Growing up in suburban Washington, D.C., my recollections of summer involve endless hours at the community pool, biking by myself to and from my friends’ houses during the day, and playing competitive afternoon kick-the-can games at the end of my street. It was a different time. My mother, like most mothers I knew, did not work. We did not wear helmets while riding our bikes; heck, we barely wore seat belts. I hardly knew any kids who went to camp or partook in any sort of planned activities during the summer other than community swim team. Summer meant freedom from a set schedule and it was awesome.

Today, summer is quite different for most school-aged children. According to a 2015 Pew Research Center Study, 46 percent of all two-parent families with children under 18 years old have both parents working full-time outside of the home, up from 31 percent in 1970. For these two-parent working families, summer is still a 10 week or so hiatus from academic stress for kids. But it has now become one big childcare headache for many of their parents. These parents have turned to camps as babysitting lifelines so that they can keep up their daily work schedules which, sadly, change little despite the warmer temperatures. Demand for camps – any and all kinds of camps – has gotten so high that if parents do not plan ahead and start the enrollment process during the previous winter, they will be out of luck in summer time.

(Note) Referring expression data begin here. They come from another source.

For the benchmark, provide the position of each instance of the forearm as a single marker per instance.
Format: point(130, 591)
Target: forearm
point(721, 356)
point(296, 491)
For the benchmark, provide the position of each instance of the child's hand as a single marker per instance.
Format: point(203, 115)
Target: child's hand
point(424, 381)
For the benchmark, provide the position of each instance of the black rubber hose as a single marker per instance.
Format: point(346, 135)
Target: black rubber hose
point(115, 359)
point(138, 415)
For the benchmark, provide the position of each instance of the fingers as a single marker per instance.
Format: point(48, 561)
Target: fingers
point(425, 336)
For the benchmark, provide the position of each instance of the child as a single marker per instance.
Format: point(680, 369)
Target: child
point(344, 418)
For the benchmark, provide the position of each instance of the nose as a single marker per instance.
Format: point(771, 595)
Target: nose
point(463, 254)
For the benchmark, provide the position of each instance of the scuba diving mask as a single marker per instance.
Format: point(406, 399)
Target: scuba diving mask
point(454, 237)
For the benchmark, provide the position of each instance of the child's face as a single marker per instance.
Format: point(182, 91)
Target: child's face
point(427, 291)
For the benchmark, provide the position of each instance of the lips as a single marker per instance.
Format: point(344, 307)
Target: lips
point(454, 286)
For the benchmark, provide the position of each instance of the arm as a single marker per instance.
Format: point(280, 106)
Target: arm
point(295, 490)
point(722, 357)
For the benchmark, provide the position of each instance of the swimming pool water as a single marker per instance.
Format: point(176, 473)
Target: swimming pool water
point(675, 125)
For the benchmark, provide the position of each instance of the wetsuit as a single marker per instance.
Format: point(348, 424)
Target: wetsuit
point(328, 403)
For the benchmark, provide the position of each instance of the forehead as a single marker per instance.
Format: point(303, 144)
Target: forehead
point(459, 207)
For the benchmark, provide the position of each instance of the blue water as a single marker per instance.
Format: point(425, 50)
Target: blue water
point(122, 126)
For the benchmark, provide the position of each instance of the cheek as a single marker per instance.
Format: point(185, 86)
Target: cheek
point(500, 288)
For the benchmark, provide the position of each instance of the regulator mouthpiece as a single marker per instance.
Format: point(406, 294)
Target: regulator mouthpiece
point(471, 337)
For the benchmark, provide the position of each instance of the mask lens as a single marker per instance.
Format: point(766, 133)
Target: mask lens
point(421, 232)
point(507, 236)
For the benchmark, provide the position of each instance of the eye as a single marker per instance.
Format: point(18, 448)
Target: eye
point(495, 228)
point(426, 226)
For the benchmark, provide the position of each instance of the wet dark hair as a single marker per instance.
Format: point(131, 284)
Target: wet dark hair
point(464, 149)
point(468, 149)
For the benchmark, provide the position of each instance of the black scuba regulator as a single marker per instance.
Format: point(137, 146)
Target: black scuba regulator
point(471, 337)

As if the stress of finding convenient camps and registering on time wasn’t enough, the price tags associated with many of these camps are far higher than what parents would typically pay for extended day programs or weekly babysitters during the school year. Non-profit day camps, typically the most inexpensive camp options, can range from $100 to $500 a week, according to the American Camp Association (ACA). For-profit day camps can charge upwards of $500 a week per child. The ACA notes that more specialized camps in math, computers, art, and athletics can range from $500 to $1000 per week, usually because they demand more personalized teaching and mentoring, which results in higher costs passed along to the parents. For those parents who choose to send their children to sleep away camp, the average cost associated with this experience is $690, according to ACA data. Sleep away camp costs can vary tremendously and can exceed more than $2,000 a week for some programs. All in all, a week of camp can cost parents as much as a month of after-care during the school year. All the money one thinks they are saving in the public school system is nearly eaten up by summer programming.

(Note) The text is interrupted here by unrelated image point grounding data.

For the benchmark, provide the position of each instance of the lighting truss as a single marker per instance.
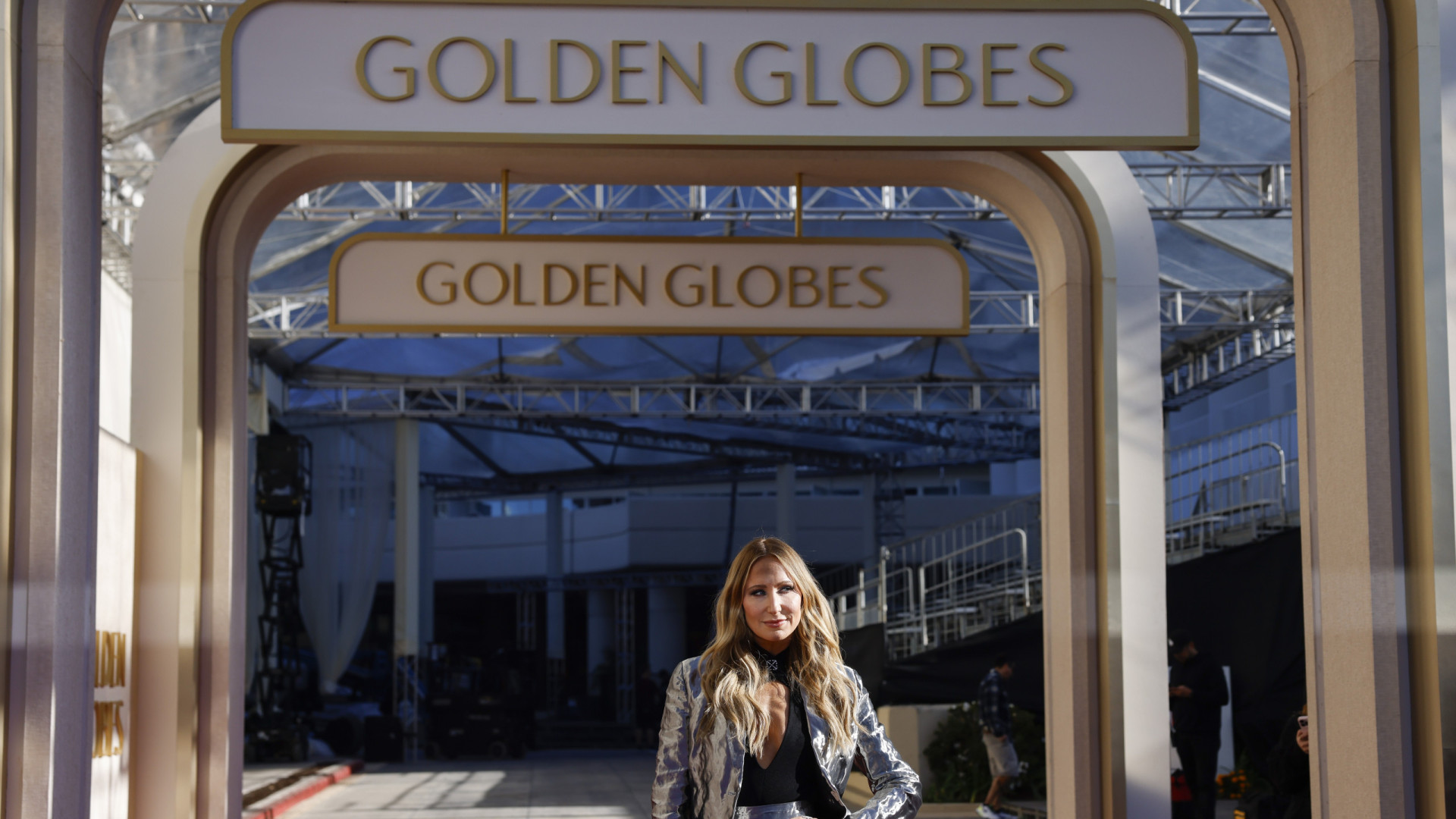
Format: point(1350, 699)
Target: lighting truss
point(1206, 309)
point(1193, 371)
point(177, 12)
point(1174, 190)
point(618, 400)
point(218, 12)
point(1201, 190)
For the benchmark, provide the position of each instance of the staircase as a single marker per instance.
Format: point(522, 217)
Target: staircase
point(946, 585)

Camps are not just in demand for kids from two-parent working families. I have many friends who are stay-at-home mothers or fathers who are also booking camps for their children for large parts of the summer. There seems to be a fear that if a child is not constantly stimulated and kept on some sort of a schedule, they will lose any academic or social acumen they might have gained during the last school year or, worse case scenario, morph into a perpetually mentally and physically complacent individual. Camps are seen as another way to sharpen kid’s skills and keep them from not only falling behind, but charging ahead and becoming superstars in some areas. The increasing specialization we see with many youngsters in our society today often begins with camp choices made by parents for the summer.

Somewhere along the line, we seemed to have forgotten the immense value of free play – free time for kids to explore, figure things out for themselves, create their own entertainment, and, yes, possibly even get into mischief. While childcare needs and the growing need many parents feel to keep up with the Joneses are real reasons, whether good or bad, for camping children out for the duration of the summer, parents should strive to strike a balance between programming and play. And, not to mention, take advantage of the wonderful weather to spend quality time with their children outdoors.

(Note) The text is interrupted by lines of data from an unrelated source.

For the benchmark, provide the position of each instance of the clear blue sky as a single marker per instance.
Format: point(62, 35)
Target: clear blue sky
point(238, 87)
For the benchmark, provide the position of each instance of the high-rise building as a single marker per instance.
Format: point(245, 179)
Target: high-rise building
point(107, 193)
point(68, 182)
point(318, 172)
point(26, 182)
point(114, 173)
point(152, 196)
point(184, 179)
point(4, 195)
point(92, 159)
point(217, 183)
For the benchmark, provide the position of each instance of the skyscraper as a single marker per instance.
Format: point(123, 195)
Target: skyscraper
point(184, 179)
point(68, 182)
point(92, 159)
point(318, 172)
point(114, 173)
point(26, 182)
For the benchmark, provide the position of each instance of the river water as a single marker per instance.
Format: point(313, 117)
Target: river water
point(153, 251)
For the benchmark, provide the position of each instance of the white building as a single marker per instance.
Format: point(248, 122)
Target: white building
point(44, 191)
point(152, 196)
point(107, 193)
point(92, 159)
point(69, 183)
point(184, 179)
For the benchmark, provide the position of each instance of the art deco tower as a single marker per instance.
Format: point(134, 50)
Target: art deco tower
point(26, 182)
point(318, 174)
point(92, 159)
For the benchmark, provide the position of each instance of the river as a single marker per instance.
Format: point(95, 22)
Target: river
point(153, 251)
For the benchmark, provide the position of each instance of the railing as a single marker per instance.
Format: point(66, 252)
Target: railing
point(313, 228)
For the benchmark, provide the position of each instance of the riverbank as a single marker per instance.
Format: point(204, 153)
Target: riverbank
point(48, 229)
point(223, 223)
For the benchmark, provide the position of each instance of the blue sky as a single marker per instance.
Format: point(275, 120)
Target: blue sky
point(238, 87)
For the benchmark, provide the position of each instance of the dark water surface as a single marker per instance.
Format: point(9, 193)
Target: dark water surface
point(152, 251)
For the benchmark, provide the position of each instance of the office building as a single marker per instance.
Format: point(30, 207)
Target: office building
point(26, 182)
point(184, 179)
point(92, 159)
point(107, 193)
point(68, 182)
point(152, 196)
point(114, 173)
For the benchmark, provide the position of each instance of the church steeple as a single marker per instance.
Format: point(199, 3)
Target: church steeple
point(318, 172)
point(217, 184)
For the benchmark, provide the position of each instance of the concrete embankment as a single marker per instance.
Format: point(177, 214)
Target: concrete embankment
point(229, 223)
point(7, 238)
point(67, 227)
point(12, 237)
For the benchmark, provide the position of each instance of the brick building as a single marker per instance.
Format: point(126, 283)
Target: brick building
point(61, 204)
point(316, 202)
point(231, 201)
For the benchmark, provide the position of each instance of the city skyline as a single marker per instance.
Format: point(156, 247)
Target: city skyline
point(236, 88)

I am one of those parents who uses camp largely as a childcare provider during the summer. Reflecting on my own experiences as a child, I cannot help but feel a bit guilty and uncertain about this choice. Until a number of societal changes happen involving more family-friendly work places and less helicopter parenting, this dilemma will continue. I do believe that it is critical to recognize that, like parents, children need some down time to just enjoy being a kid and explore their own passions and strengths on their own time, not only when the sun is shining and the pools are calling, but all year round.